We oh-so-smitten with Karen Lewis’s easy-to-piece Courthouse Steps Quilt Pattern. Karen has been revealing a new quilt block for her quilt each month in Love Patchwork & Quilting magazine.
We’re sewing along here on team LPQ and can’t get enough of Karen’s scrap-busting quilt blocks – they’re perfect for piecing up a block or two each week to build up towards a finished quilt top. See more of Karen’s work over at karenlewistextiles.com or on instagram @karenlewistextiles
We’ve added links to where you can find the instructions for how to sew each quilt block in this post, along with everything else you need to know to make this quilt. If you’re just starting out on this project, you’ll find the fabric requirements for the finished quilt here too.
What is a Courthouse Steps Quilt Block?
Courthouse Steps blocks are traditionally a twist on traditional log cabin quilt blocks, but instead of arranging the strips around a central square, pieces of fabric are arranged to create a stepped pattern. For this quilt, Karen Lewis has expanded this idea to create a whole quilt top pattern that’s inspired by the shape of a Courthouse Steps block. This quilt includes a variety of different easy quilt blocks for you to sew to practise your patchwork skills as you build up the larger design.
What will the finished quilt look like?
You can also take a peek at what the finished quilt will look like below to get a feel for where each quilt block will fit into the bigger picture.
Quilt layout diagram
Here’s what we’ll be working towards… the finished quilt will be 66in square.
You will need… (to make the entire quilt)
Stock up your fabric supplies with our list of everything you’ll need to make this finished quilt.
- Dark blue print: 1 yd
- Green print: 1 yd
- Light blue print: ¾yd
- Yellow print: ¾yard
- Pink print: ¼yard
- Purple print: one (1) fat eighth
- White solid: 6½yards
- Batting: 70in square
- Backing fabric: 4 yards
- Binding fabric: ½ yards
Where can I find the quilt blocks to make this quilt?
Missed a month?
Here’s a list of which quilt blocks Karen has use to make this quilt, along with which issue of Love Patchwork & Quilting magazine you can find the instructions in for each block.
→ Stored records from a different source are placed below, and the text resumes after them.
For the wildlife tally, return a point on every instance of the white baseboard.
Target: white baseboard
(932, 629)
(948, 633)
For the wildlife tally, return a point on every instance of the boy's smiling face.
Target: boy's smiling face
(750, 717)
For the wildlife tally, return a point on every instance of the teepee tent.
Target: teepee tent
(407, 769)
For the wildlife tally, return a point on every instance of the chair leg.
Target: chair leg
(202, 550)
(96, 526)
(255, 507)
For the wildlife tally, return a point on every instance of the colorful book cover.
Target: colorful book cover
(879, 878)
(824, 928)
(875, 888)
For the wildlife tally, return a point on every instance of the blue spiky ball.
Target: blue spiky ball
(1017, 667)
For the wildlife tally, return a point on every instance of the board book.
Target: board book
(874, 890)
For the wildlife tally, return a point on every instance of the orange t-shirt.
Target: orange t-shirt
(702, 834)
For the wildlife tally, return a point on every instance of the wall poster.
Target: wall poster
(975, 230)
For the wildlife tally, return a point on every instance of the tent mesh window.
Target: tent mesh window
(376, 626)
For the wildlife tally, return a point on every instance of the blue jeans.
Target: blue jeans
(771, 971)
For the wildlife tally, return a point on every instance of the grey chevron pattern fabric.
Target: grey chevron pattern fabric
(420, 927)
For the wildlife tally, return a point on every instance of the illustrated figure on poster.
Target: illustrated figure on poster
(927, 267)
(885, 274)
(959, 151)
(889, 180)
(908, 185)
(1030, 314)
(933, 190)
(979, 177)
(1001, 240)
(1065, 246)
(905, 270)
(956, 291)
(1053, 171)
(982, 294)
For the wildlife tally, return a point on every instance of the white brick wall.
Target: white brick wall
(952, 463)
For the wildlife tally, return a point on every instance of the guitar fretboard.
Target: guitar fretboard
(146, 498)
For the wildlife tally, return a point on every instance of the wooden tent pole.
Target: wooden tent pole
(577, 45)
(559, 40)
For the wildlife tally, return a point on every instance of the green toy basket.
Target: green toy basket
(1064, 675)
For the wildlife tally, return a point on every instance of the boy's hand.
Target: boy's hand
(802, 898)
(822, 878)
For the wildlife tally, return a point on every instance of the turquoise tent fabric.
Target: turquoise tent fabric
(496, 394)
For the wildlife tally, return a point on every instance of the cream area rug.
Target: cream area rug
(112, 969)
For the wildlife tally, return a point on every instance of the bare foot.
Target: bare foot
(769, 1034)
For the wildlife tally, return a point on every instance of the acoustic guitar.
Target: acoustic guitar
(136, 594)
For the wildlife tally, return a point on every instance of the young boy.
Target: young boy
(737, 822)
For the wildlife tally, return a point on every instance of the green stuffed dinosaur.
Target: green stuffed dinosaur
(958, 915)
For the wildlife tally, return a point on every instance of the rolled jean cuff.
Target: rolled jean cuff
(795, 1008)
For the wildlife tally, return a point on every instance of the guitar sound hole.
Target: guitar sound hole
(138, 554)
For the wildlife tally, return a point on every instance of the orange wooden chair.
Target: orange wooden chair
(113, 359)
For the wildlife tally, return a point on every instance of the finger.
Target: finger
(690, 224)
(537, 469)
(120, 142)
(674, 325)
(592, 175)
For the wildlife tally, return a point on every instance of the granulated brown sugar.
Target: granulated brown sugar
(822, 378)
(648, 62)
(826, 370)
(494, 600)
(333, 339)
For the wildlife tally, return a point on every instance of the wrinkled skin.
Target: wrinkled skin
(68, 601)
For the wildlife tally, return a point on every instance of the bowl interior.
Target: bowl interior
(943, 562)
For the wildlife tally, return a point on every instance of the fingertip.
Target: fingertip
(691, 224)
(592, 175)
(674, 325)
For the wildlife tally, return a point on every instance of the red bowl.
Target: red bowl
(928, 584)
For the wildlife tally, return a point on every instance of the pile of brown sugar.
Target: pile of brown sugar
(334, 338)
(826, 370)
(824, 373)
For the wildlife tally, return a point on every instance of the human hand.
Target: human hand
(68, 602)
Block 1: Hugs and Kisses Block
This zig-zag block was the first in our Courthouse Steps BOM. You can find out how to sew it it in issue 64.
Block 2: Parisian Block
Piece and place strips into a striking block with a log-cabin-feel. You can find out how to sew it it in issue 65.
Block 3: Wish Upon a Star
Try a spot of foundation paper piecing for the third block in Karen’s series. This starry night block is a perfect first foray into FPP. You can find out how to sew it it in issue 66.
Block 4: Flutterby Block
Ah the humble Half Square Triangle – how we love you! For the fourth in her series, Karen talks you through how to piece a Flutterby Block of half square triangles (above). It’s a quick block to piece from sweet strips from your stash. Join up a series of sweet HST units to make an easy nine-patch arrangement. You can find out how to sew it it in issue 67.
Block 5: Little Hills
Try a spot of curved appliqué stitching with Karen’s nine-patch bock with semi-circle motifs. Find out how to sew it it in issue 68.
Block 6: Balancing Geese
Piece sweet Flying Geese and stack them to create a geometric design that’s so satisfying to stitch. Find out how to sew it it in issue 69.
Block 7: Windmill Block
Twist parallelograms into a cute windmill design! Find out how to sew it it in issue 70.
Block 8: Flower Power
In issue 71 Karen’s treating us to some soothing curved piecing. We’re combining Orange Peel shapes into 4-patch petals. Find out how to sew it it in issue 71.
Block 9: North and South
Twist and join flying geese into this geometric block design. Find out how to sew it it in issue 72.
Block 10: Spinning Circle
Karen shows you how to ease into Foundation Paper Piecing with this playful hexie design. Find her instructions and the pattern in issue 73.
Block 11: Central Block
In our latest issue, Karen’s sharing the final block in the series, with the Centre Block. Grab a copy of issue 74 to find out how to stitch this design – it’s a great excuse to have a bit of fun with fussy cutting.